• Key point: In most states, church workers are subject to unemployment compensation laws.
• A New York court concluded that church secretaries are covered by the state unemployment compensation law. New York law exempts from unemployment compensation coverage “a lay member elected or appointed to an office … and engaged in religious functions” and “a person employed at a place of religious worship … for the performance of duties of a religious nature.” A state agency determined that a church’s secretaries were covered by the state unemployment compensation law and did not qualify for these exemptions. It concluded that services performed by the church secretaries were neither “religious functions” nor “duties of a religious nature.” Further, the agency concluded that these exemptions applied only to persons having authority or responsibility within a congregation. The church vigorously disputed this result, pointing out that the secretaries were appointed by the pastor and church board and that they in fact performed a religious function. A state appeals court rejected the church’s contention:
Even accepting the employer’s contention that the secretaries were appointed by the pastor and the board of deacons, the record evidence indicates that their duties were mainly secular. Although all church staff members are required to be church members and to sign a form entitled “standard for workers” outlining the religious standards they must follow, there is no proof apart from the belief expressed by a secretary employed by the church during the period in question, and the church pastor who was hired soon thereafter, that the secretaries’ duties were religious in nature or that the services they actually furnished were anything other than the secular duties performed by all similarly employed persons, namely answering the telephone, screening calls, making appointments for the pastor, taking inventory, ordering supplies, preparing the minutes of the congregation meetings, filing, and working on layout, typing and copying of the church bulletin …. [W]hile [one secretary] did provide some religious counseling and taught Sunday school for toddlers, her testimony was that she did so on a voluntary basis, not as part of her paid secretarial job duties.
The court also rejected the church’s argument that subjecting its secretaries to unemployment compensation coverage violated the constitutional guaranty of religious freedom.

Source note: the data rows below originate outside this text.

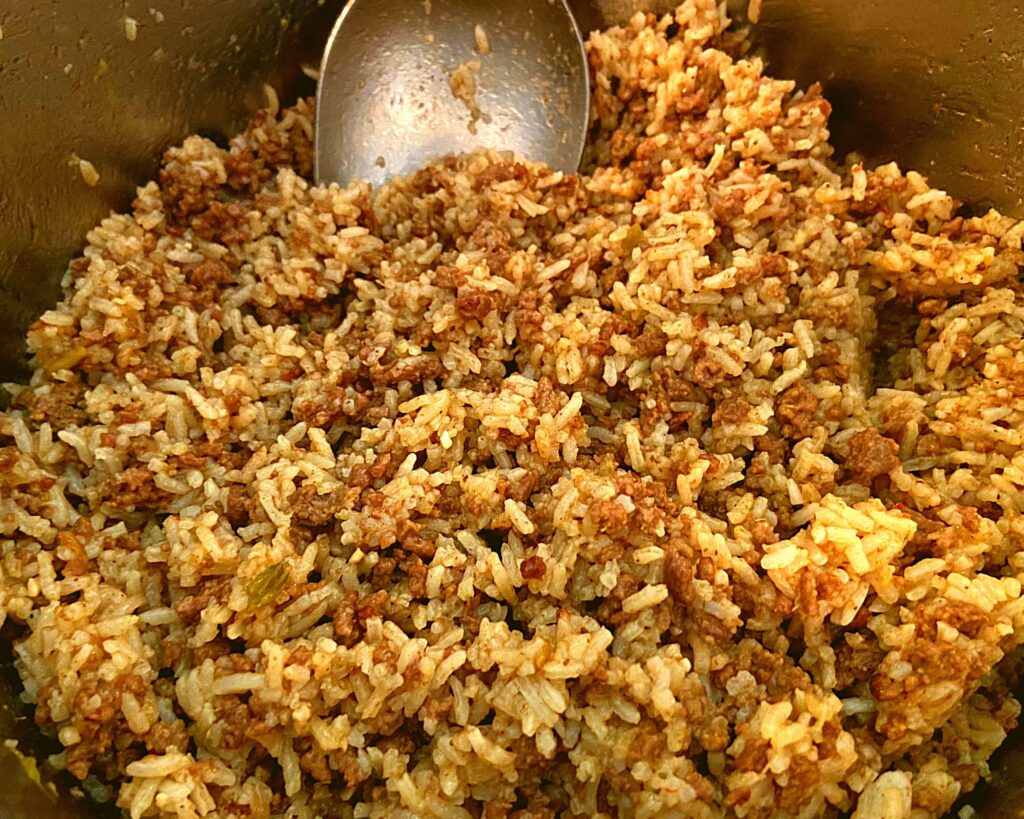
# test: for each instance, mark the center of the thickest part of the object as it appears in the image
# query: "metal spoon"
(409, 81)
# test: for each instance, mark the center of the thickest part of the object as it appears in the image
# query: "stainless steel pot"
(935, 84)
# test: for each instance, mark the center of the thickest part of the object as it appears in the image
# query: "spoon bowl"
(420, 79)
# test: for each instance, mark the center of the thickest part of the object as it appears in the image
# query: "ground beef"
(871, 455)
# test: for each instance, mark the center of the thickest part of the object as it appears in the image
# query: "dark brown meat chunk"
(474, 304)
(314, 510)
(871, 455)
(534, 567)
(135, 487)
(795, 411)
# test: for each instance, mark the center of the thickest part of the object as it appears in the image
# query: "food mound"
(686, 486)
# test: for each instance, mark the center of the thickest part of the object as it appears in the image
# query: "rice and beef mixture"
(690, 485)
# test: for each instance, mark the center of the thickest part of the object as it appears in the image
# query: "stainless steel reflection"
(386, 103)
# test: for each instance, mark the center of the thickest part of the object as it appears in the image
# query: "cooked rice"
(686, 486)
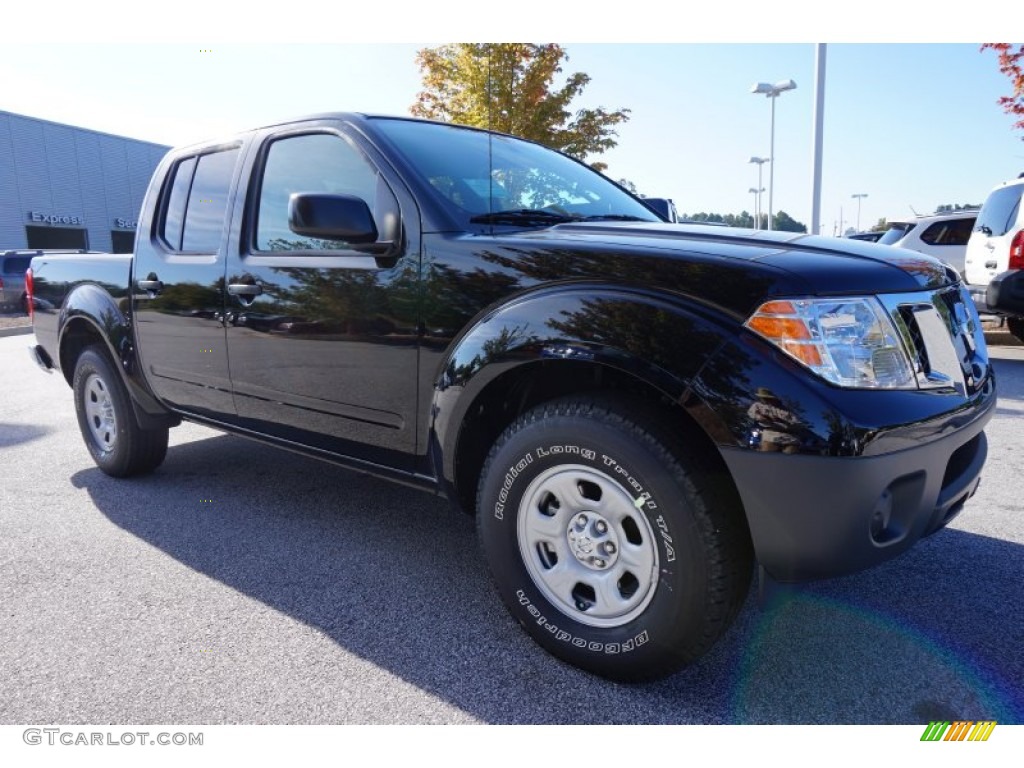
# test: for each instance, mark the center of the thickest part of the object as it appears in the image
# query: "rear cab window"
(196, 202)
(998, 214)
(896, 232)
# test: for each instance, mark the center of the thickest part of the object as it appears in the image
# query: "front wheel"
(614, 549)
(1016, 327)
(118, 444)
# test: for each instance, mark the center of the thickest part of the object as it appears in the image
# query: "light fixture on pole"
(757, 214)
(858, 197)
(772, 92)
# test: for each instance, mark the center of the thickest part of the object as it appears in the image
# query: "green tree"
(785, 223)
(782, 220)
(510, 87)
(1011, 59)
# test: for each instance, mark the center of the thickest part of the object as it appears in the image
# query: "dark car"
(12, 266)
(867, 237)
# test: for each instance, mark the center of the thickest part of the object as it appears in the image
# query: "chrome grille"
(943, 338)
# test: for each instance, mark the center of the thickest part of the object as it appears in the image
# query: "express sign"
(52, 218)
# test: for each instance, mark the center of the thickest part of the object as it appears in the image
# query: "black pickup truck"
(636, 411)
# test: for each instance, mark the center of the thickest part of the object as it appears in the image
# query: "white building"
(62, 186)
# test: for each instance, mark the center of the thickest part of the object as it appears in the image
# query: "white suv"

It observed: “We are not convinced that the [church] has shown that the [unemployment compensation law] which the [church] equates to a tax, burdens a sincerely held religious belief. Nor is there any evidence that the payment of the unemployment contributions itself violates the church’s religious teachings. And the fact that the impact of this statute, which applies generally to all employers, decreases the funds available for the church’s religious activities is not constitutionally significant.”
What is the significance of this decision to local churches? Consider two points. First, the case illustrates that churches may be subject to unemployment taxes with respect to lay employees having no religious function. Second, are even more troubling, is the court’s rather abrupt conclusion that church secretaries perform no religious function and do not perform duties of a religious nature. Is this really so? And, is it even appropriate for civil courts to resolve such a question? The United States Supreme Court said no to these questions in a 1987 ruling upholding the constitutionality of a provision in Title VII of the Civil Rights Act of 1964 exempting religious organizations from the ban on religious discrimination in employment decisions. A disgruntled maintenance worker who had been fired by a religious organization for not fully complying with the organization’s religious standards sued his employer for wrongful dismissal. The employer relied on the exemption provision in Title VII giving religious organizations the right to discriminate in employment decisions on the basis of religion. The Court rejected the worker’s contention that the exemption should only apply to religious workers, and not “secular” workers. The Court’s reasoning for refusing to make a distinction between religious and secular employees of church organizations is enlightening and directly relevant. The Court observed: “Nonetheless, it is a significant burden on a religious organization to require it, on pain of substantial liability, to predict which of its activities a secular court will consider religious. The line is hardly a bright one, and an organization might understandably be concerned that a judge would not understand its religious tenets and sense of mission. Fear of potential liability might affect the way an organization carried out what it understood to be its religious mission.” Corporation of the Presiding Bishop of the Church of Jesus Christ of Latter-Day Saints v. Amos, 483 U.S. 327 (1987). Unfortunately, the New York court failed to understand or apply this logic. Matter of Faith Bible Church, 582 N.Y.S.2d 841 (A.D. 3 Dept. 1992).